PHATsakk43 on September 29th, 2021 at 22:12 UTC »

This will quickly turn into a China problem if investors start dumping bonds from states with OBOR projects which could quickly spiral into default.

Does anyone know what the repayment currency requirements are for these loans? Local currency, RMB, or dollars? I can’t imagine Beijing would negotiate repayment in the host nation’s currency for obvious reasons.

HariSeldonOlivaw on September 29th, 2021 at 22:00 UTC »

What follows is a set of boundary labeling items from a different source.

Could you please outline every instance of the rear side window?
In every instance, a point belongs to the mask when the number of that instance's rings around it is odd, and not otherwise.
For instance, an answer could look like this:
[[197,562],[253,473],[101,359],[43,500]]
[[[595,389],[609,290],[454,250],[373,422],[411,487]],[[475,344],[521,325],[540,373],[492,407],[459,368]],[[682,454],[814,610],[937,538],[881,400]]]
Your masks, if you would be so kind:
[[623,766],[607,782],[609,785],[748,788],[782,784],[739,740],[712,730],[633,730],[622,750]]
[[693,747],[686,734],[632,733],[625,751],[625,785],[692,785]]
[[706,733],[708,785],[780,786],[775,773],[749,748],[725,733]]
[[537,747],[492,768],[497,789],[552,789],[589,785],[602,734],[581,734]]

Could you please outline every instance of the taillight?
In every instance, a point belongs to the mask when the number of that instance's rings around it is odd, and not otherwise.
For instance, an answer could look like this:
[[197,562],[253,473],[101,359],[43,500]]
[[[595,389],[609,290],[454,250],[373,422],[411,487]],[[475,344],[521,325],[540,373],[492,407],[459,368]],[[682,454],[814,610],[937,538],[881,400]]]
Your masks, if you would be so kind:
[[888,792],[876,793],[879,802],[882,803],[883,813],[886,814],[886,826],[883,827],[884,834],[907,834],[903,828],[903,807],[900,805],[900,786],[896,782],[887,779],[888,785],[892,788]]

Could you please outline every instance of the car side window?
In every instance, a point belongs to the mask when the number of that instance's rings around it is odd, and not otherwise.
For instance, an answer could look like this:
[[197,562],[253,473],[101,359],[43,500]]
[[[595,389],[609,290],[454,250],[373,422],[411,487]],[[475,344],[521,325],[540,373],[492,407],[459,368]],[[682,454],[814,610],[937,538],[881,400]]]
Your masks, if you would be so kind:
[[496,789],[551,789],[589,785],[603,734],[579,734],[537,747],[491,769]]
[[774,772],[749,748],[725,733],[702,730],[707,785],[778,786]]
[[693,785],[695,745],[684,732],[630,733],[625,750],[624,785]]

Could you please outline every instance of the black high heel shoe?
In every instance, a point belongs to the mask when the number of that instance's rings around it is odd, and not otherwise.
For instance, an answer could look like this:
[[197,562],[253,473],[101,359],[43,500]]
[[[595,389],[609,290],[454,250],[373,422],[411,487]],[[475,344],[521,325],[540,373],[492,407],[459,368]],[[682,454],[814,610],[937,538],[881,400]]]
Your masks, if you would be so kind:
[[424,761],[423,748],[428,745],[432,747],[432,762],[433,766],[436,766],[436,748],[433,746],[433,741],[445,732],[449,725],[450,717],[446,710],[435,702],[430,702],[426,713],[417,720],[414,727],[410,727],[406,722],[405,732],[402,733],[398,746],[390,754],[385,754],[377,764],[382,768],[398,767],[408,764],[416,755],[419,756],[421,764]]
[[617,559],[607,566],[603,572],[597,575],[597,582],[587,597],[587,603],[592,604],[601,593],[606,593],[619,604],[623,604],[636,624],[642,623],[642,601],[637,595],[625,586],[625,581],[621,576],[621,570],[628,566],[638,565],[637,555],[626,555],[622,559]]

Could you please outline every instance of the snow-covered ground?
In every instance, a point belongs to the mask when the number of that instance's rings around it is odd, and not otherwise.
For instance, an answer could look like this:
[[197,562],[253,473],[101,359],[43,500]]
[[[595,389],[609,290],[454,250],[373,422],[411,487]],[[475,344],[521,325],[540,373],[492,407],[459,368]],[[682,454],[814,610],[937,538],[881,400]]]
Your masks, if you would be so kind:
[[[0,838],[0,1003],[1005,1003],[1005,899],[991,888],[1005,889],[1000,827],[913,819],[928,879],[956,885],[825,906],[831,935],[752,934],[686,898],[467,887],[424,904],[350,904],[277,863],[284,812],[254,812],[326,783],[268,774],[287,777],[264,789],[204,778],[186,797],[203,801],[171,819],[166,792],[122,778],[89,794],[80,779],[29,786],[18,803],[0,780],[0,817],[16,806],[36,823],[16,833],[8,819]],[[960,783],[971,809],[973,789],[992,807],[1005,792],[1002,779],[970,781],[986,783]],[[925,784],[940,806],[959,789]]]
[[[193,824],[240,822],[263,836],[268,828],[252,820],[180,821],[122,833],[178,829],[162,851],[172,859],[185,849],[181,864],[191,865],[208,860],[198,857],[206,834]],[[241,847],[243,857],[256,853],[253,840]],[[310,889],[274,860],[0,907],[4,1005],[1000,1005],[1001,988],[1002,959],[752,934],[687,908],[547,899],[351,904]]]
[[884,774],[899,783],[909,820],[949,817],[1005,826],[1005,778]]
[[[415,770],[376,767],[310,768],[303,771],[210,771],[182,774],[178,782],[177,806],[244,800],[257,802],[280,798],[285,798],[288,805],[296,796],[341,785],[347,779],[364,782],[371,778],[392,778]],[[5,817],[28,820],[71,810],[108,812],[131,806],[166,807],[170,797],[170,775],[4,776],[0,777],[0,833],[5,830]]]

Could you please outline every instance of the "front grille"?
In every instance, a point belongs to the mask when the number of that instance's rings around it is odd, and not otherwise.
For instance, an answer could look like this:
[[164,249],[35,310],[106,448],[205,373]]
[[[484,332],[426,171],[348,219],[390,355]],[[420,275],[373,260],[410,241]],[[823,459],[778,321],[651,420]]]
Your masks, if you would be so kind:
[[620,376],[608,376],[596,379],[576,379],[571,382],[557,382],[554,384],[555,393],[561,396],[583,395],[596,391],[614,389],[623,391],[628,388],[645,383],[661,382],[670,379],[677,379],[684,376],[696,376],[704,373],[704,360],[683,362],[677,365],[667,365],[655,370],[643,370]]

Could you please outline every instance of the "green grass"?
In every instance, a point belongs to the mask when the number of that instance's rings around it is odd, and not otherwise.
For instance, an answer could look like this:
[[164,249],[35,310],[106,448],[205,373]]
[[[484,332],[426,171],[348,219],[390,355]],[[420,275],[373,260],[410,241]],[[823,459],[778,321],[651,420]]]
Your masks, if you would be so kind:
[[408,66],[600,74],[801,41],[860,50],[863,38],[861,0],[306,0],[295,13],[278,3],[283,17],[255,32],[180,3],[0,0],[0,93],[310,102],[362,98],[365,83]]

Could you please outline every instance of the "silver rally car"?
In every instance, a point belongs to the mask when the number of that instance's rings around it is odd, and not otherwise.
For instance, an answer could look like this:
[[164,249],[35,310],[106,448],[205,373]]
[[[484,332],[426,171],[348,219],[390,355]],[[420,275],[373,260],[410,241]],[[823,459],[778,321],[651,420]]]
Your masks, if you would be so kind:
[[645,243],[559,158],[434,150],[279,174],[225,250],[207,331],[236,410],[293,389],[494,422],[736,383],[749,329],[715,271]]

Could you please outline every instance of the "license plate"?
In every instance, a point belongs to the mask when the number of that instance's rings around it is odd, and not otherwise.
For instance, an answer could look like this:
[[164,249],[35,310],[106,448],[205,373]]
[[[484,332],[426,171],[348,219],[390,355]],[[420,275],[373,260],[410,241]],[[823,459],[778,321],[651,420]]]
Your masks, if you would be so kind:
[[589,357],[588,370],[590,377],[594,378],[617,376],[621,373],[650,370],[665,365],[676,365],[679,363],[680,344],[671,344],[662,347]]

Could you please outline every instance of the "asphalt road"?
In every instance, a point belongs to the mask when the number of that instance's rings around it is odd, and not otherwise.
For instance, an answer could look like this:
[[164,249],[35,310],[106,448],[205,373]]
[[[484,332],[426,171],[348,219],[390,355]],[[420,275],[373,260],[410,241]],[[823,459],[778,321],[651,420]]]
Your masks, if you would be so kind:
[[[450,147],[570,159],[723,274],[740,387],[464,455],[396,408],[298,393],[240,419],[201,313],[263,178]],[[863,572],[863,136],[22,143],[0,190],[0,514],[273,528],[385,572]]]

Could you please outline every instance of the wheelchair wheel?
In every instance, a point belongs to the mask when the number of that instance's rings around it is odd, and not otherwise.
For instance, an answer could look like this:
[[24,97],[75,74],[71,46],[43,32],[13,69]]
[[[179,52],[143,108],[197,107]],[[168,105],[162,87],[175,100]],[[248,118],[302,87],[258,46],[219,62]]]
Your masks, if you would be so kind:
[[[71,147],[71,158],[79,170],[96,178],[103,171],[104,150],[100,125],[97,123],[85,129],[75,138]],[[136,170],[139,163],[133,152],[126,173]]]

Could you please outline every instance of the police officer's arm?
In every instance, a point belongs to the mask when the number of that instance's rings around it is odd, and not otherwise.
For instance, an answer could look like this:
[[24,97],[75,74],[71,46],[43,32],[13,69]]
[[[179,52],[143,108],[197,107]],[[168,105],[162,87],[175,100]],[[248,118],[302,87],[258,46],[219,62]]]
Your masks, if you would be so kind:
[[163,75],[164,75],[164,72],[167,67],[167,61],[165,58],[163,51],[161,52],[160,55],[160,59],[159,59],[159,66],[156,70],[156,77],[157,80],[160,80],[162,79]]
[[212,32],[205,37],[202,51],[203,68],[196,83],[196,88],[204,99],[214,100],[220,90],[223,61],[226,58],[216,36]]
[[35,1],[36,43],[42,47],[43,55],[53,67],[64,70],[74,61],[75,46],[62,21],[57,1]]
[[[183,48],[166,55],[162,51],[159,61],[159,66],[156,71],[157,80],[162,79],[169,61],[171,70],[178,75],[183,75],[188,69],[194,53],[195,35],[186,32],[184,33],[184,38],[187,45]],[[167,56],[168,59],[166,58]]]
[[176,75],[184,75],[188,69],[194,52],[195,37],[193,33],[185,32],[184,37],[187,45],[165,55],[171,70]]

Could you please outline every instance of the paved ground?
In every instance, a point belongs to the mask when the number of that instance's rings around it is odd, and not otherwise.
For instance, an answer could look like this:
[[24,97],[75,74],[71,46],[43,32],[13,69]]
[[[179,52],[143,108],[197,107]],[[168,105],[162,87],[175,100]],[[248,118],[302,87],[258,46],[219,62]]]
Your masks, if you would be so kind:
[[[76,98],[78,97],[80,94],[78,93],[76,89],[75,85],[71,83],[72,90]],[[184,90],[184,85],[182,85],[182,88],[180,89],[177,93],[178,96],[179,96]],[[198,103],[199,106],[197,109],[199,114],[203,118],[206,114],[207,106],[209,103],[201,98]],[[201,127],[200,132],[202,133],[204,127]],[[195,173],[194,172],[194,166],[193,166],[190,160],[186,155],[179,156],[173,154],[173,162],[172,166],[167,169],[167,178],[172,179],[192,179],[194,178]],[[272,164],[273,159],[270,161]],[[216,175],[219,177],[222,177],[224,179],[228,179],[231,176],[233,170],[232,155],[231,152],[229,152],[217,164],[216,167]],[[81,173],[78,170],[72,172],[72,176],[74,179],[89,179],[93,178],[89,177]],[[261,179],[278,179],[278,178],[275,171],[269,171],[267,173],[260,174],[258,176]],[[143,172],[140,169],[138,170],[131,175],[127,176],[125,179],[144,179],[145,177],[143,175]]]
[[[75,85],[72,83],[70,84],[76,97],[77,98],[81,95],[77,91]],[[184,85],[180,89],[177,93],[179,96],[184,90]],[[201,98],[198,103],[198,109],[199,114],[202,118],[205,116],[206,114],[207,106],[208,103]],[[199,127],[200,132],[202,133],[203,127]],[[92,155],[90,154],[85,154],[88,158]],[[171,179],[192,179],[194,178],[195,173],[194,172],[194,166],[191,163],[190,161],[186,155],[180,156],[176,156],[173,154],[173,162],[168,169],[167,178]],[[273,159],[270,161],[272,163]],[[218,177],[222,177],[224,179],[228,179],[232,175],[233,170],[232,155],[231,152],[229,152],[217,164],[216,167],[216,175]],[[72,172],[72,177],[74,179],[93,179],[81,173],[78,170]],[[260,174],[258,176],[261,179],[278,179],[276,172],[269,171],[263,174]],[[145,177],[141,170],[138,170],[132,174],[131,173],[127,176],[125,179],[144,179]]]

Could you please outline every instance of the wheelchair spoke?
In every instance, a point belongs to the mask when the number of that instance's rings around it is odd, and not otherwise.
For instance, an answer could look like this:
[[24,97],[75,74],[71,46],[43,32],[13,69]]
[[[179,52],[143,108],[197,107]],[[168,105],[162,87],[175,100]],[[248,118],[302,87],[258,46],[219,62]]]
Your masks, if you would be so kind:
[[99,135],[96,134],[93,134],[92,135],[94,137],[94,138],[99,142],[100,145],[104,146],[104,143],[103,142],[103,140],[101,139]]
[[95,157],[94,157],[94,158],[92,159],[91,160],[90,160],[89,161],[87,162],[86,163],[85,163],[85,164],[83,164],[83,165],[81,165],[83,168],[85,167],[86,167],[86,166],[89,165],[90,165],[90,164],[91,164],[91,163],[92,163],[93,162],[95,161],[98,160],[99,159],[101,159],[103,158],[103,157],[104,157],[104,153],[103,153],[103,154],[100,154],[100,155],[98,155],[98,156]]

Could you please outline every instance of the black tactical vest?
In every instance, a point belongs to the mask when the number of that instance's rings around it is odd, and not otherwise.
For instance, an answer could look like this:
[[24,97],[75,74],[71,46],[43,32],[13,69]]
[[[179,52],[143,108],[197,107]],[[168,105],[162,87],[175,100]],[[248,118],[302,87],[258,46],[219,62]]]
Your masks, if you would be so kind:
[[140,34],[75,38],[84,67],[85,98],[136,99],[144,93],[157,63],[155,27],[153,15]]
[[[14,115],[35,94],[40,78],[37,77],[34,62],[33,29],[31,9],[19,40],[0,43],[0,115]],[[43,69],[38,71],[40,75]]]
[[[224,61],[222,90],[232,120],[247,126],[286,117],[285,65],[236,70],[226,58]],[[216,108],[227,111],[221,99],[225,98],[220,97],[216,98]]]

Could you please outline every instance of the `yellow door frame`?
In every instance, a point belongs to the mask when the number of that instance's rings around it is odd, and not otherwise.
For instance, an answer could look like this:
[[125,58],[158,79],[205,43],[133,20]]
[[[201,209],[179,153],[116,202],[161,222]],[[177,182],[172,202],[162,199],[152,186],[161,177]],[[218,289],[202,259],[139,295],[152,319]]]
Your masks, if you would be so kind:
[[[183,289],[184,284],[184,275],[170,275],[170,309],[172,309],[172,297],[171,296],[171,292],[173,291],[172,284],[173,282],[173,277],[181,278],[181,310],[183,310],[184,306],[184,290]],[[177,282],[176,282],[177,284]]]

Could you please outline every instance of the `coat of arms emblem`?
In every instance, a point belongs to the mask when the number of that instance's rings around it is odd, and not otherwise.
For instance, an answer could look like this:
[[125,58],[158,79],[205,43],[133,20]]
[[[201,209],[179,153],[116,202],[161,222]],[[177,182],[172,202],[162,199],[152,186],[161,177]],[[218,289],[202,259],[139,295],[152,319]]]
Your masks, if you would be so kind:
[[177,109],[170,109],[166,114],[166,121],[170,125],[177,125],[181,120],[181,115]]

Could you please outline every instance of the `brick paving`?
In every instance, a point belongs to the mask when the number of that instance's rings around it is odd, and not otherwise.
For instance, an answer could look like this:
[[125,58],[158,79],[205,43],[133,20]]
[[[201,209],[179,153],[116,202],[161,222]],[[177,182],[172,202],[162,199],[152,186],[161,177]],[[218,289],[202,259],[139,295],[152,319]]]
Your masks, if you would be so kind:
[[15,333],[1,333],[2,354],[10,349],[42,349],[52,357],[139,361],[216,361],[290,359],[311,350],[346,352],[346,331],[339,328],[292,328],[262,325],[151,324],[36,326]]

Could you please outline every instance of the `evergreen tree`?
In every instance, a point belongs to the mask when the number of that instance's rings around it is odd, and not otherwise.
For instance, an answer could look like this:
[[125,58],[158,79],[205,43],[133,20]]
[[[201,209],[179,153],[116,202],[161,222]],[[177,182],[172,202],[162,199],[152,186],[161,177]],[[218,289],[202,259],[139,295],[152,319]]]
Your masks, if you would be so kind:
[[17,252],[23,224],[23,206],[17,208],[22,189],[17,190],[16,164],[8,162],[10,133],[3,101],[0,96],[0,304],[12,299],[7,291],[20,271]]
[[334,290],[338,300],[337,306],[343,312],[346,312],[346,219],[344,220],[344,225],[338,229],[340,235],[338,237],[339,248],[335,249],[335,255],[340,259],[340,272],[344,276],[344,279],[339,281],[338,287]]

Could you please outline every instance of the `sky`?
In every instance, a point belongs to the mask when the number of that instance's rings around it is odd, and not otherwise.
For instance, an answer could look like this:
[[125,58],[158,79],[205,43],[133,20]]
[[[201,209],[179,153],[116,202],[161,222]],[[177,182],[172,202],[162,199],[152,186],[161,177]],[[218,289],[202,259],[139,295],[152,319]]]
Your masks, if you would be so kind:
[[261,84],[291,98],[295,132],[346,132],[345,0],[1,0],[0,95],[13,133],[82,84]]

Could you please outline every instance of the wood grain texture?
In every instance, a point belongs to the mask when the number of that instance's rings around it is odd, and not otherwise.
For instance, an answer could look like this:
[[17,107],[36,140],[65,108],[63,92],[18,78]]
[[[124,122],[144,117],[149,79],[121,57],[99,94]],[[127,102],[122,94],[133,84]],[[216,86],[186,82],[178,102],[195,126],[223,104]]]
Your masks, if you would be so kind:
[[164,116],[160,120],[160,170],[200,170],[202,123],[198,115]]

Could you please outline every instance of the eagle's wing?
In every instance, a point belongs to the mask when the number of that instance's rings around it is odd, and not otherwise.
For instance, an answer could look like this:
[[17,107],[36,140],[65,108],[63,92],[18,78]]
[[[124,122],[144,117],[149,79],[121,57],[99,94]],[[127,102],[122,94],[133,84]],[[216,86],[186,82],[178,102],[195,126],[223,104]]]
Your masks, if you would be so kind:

It seems that much of the debt load coming out of China's Belt and Road initiative (OBOR) is actually not transparent at all, and so folks have been missing or failing to track debt loads. China obviously argues that it is not creating debt traps, and some have supported this claim. Yet public debt exposure to China keeps going up and up, and many of the OBOR projects in places like Pakistan are financed by expensive loans. This quote is huge:

We estimate that an average government is underreporting its actual and potential repayment obligations to China by an amount that is equivalent to 5.8% of its GDP, based on individual underreporting estimates for 165 countries

That's a gigantic amount of money; for many countries, that's more than their annual deficit, which means their repayment obligations can be enough to double their deficit (or worse). China is obviously going to have more financial pressure levers on countries through this lending, including if it can utilize them behind closed doors (since this is nontransparent). This report may end up galvanizing or supporting the U.S. and EU push to provide their own "counter" to OBOR, for countries who might have thought China would be easier to work with, if only because those countries may be afraid to be more beholden to China in the end because of the loans being more expensive.